NewburyportNews.com, Newburyport, MA

Opinion

November 18, 2012

No need to legislate 'Black Friday' morals

For a country that claims to embrace “family values,” we have a crazy way of showing it.

Case in point: the clamor to start Black Friday shopping — traditionally the day after Thanksgiving — earlier every year, until it’s no longer Black Friday but Black Thursday. Thanksgiving? Forget it. There’s a sale on big-screen TVs, and that seems to be much more important to many of us.

That said, railing against this —- or legislating against this — is like trying to hold back the tide. If shoppers want to shop, they’ll do it, even if they have to drive across the state border to find a mall that opens on Thanksgiving.

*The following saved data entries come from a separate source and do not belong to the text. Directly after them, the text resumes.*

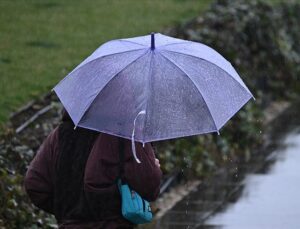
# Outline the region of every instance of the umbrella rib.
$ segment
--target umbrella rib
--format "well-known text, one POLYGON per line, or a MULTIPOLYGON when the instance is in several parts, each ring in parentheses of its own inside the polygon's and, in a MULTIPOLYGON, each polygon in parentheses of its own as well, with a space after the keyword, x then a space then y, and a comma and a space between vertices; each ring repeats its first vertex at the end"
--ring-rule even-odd
POLYGON ((91 107, 91 105, 96 100, 96 98, 98 97, 98 95, 100 94, 100 92, 103 91, 103 89, 111 82, 111 80, 114 79, 115 76, 119 75, 122 71, 124 71, 124 69, 128 68, 130 65, 132 65, 133 63, 135 63, 136 61, 138 61, 143 56, 145 56, 148 52, 149 52, 149 50, 147 49, 146 52, 144 52, 143 54, 141 54, 140 56, 138 56, 137 58, 135 58, 133 61, 131 61, 129 64, 127 64, 124 68, 122 68, 116 74, 112 75, 111 79, 108 80, 107 83, 104 85, 104 87, 102 87, 102 89, 96 93, 95 98, 83 110, 82 115, 80 116, 79 121, 78 121, 78 123, 76 125, 78 125, 80 123, 81 119, 83 118, 83 116, 85 115, 85 113, 87 112, 87 110, 91 107))
POLYGON ((172 44, 165 44, 165 45, 160 45, 160 46, 157 46, 158 48, 161 48, 161 47, 166 47, 166 46, 171 46, 171 45, 180 45, 180 44, 185 44, 185 43, 189 43, 190 41, 181 41, 181 42, 175 42, 175 43, 172 43, 172 44))
MULTIPOLYGON (((119 39, 117 41, 125 41, 125 42, 129 42, 129 43, 132 43, 132 44, 141 45, 143 47, 148 47, 148 45, 137 43, 137 42, 134 42, 134 41, 125 40, 125 39, 119 39)), ((191 42, 191 41, 181 41, 181 42, 176 42, 176 43, 172 43, 172 44, 160 45, 160 46, 157 46, 157 47, 161 48, 161 47, 166 47, 166 46, 171 46, 171 45, 184 44, 184 43, 188 43, 188 42, 191 42)))
POLYGON ((145 140, 145 126, 147 124, 147 121, 148 121, 148 103, 149 103, 149 97, 150 97, 150 87, 151 87, 151 83, 152 83, 152 73, 153 73, 153 68, 152 68, 152 65, 153 65, 153 55, 154 55, 154 52, 151 52, 151 60, 150 60, 150 66, 149 66, 149 77, 148 77, 148 87, 147 87, 147 99, 146 99, 146 107, 145 107, 145 110, 146 110, 146 115, 145 115, 145 119, 144 119, 144 126, 143 126, 143 141, 145 140))
MULTIPOLYGON (((186 54, 186 53, 181 53, 181 52, 176 52, 176 51, 173 51, 173 50, 162 50, 163 52, 171 52, 171 53, 176 53, 176 54, 181 54, 181 55, 184 55, 184 56, 189 56, 189 57, 194 57, 194 58, 197 58, 197 59, 200 59, 200 60, 204 60, 204 61, 207 61, 208 63, 216 66, 217 68, 221 69, 223 72, 225 72, 227 75, 229 75, 234 81, 236 81, 241 87, 243 87, 244 89, 246 89, 246 91, 251 95, 252 98, 254 98, 254 96, 252 95, 252 93, 249 91, 249 89, 244 86, 242 86, 242 84, 236 80, 236 78, 234 78, 229 72, 227 72, 225 69, 221 68, 220 66, 216 65, 215 63, 207 60, 207 59, 204 59, 204 58, 201 58, 201 57, 198 57, 198 56, 194 56, 194 55, 191 55, 191 54, 186 54)), ((172 61, 171 61, 172 62, 172 61)), ((172 62, 173 63, 173 62, 172 62)), ((174 63, 175 64, 175 63, 174 63)), ((244 83, 244 82, 243 82, 244 83)))
POLYGON ((119 39, 117 41, 129 42, 129 43, 132 43, 132 44, 141 45, 143 47, 148 47, 147 45, 140 44, 140 43, 137 43, 137 42, 134 42, 134 41, 129 41, 129 40, 126 40, 126 39, 119 39))
MULTIPOLYGON (((99 60, 99 59, 102 59, 102 58, 105 58, 105 57, 109 57, 109 56, 112 56, 112 55, 118 55, 118 54, 124 54, 124 53, 128 53, 128 52, 134 52, 134 51, 139 51, 139 50, 142 50, 142 49, 145 49, 145 48, 138 48, 138 49, 132 49, 132 50, 126 50, 124 52, 117 52, 117 53, 111 53, 111 54, 107 54, 107 55, 104 55, 104 56, 99 56, 91 61, 88 61, 87 63, 81 65, 79 68, 75 68, 73 69, 66 77, 64 77, 55 87, 57 87, 59 84, 61 84, 64 80, 66 80, 67 78, 69 78, 68 76, 74 72, 76 72, 77 70, 81 69, 83 66, 86 66, 87 64, 90 64, 90 63, 93 63, 94 61, 96 60, 99 60)), ((91 54, 93 55, 93 54, 91 54)), ((88 58, 88 57, 87 57, 88 58)), ((80 65, 80 64, 79 64, 80 65)), ((78 66, 79 66, 78 65, 78 66)), ((54 88, 55 88, 54 87, 54 88)), ((52 90, 54 90, 54 88, 52 90)))
POLYGON ((215 123, 214 117, 213 117, 213 115, 212 115, 212 113, 211 113, 211 111, 210 111, 210 109, 209 109, 209 106, 207 105, 204 96, 203 96, 202 93, 200 92, 200 90, 199 90, 199 88, 197 87, 197 84, 194 82, 194 80, 190 77, 190 75, 189 75, 187 72, 185 72, 185 71, 184 71, 180 66, 178 66, 175 62, 173 62, 173 61, 170 60, 168 57, 166 57, 163 53, 160 53, 160 55, 161 55, 162 57, 164 57, 166 60, 168 60, 171 64, 173 64, 175 67, 177 67, 183 74, 187 75, 187 77, 192 81, 192 83, 193 83, 193 84, 195 85, 195 87, 197 88, 197 91, 199 92, 199 94, 200 94, 201 97, 203 98, 203 101, 204 101, 204 103, 205 103, 205 105, 206 105, 206 107, 207 107, 207 110, 208 110, 208 112, 209 112, 209 114, 210 114, 210 116, 211 116, 211 118, 212 118, 212 121, 213 121, 213 123, 214 123, 214 125, 215 125, 216 131, 219 133, 219 129, 218 129, 216 123, 215 123))

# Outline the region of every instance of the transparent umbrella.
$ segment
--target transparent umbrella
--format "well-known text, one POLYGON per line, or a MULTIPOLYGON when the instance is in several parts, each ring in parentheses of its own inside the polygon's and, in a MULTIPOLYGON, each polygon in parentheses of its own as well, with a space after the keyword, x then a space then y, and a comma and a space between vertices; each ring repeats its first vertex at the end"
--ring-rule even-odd
POLYGON ((76 126, 142 143, 219 132, 253 97, 215 50, 159 33, 103 44, 54 91, 76 126))

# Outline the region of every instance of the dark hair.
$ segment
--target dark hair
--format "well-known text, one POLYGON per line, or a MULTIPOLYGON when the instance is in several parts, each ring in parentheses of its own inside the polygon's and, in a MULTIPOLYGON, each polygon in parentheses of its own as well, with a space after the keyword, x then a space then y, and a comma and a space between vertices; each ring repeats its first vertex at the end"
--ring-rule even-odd
POLYGON ((63 110, 62 110, 61 121, 62 122, 73 122, 69 113, 67 112, 67 110, 65 108, 63 108, 63 110))
POLYGON ((61 219, 86 219, 90 212, 83 194, 84 170, 98 132, 77 127, 64 109, 58 128, 54 213, 61 219))

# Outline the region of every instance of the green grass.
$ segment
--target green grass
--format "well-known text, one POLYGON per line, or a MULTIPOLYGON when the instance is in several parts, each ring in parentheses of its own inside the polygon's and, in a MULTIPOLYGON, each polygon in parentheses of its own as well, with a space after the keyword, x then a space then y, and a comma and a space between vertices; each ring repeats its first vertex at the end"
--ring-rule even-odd
POLYGON ((0 1, 0 124, 102 43, 187 20, 210 0, 0 1))

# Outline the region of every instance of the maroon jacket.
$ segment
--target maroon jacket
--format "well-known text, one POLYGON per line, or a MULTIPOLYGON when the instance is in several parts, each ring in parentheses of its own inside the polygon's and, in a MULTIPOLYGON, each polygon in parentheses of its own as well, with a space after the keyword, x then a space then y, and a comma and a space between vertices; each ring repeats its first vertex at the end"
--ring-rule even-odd
MULTIPOLYGON (((58 128, 54 129, 41 145, 29 165, 25 177, 25 189, 32 202, 39 208, 53 214, 55 166, 58 159, 58 128)), ((104 184, 113 183, 119 172, 118 137, 99 134, 85 167, 84 191, 101 193, 104 184)), ((138 164, 131 150, 131 142, 125 144, 124 173, 128 184, 148 201, 154 201, 159 194, 161 170, 155 165, 155 155, 150 144, 145 147, 136 143, 138 164)), ((118 192, 117 188, 112 190, 118 192)), ((132 224, 120 216, 112 221, 77 222, 66 221, 59 228, 131 228, 132 224)))

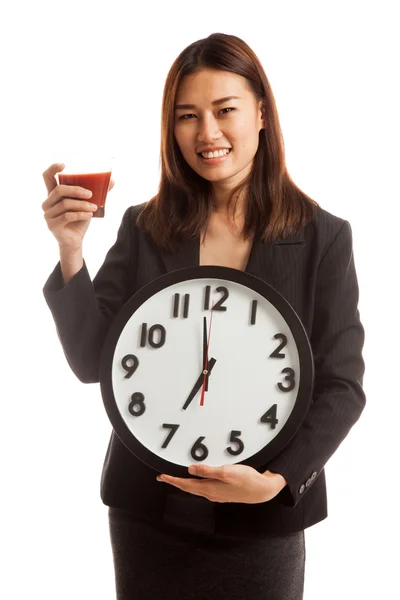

And if shoppers are buying, then retailers are going to make darned sure they’re open and selling.

Here in Massachusetts, there’s much hand-wringing this year because stores aren’t allowed to open on Thanksgiving. It’s a vestige of the Colonial blue laws, which regulated morality in what was then a theocracy. Nowadays, we don’t allow the government to tell us when to pray or observe a sabbath, but some of these laws have persisted for other reasons.

A big one is the plight of retail workers, who can’t observe holidays if they’re required to man a cash register. While everyone understands that essential workers, like nurses and police officers, have to be on duty, accommodating eager — or overeager — shoppers fills no such societal need. And while you can feel pretty sure that company executives are home enjoying turkey dinner, their lower-level workers will be denied the same privilege.

Another reason is the desire — one we understand completely — to preserve a vestige of sanity and calm in what can become an all-too-hectic season. It’s the reason we prohibited Sunday openings for so long, a yearning for a day of peace and reflection where we can relax with family or friends or follow our own spiritual paths, far from the siren call of bargain basements and one-day-only sales.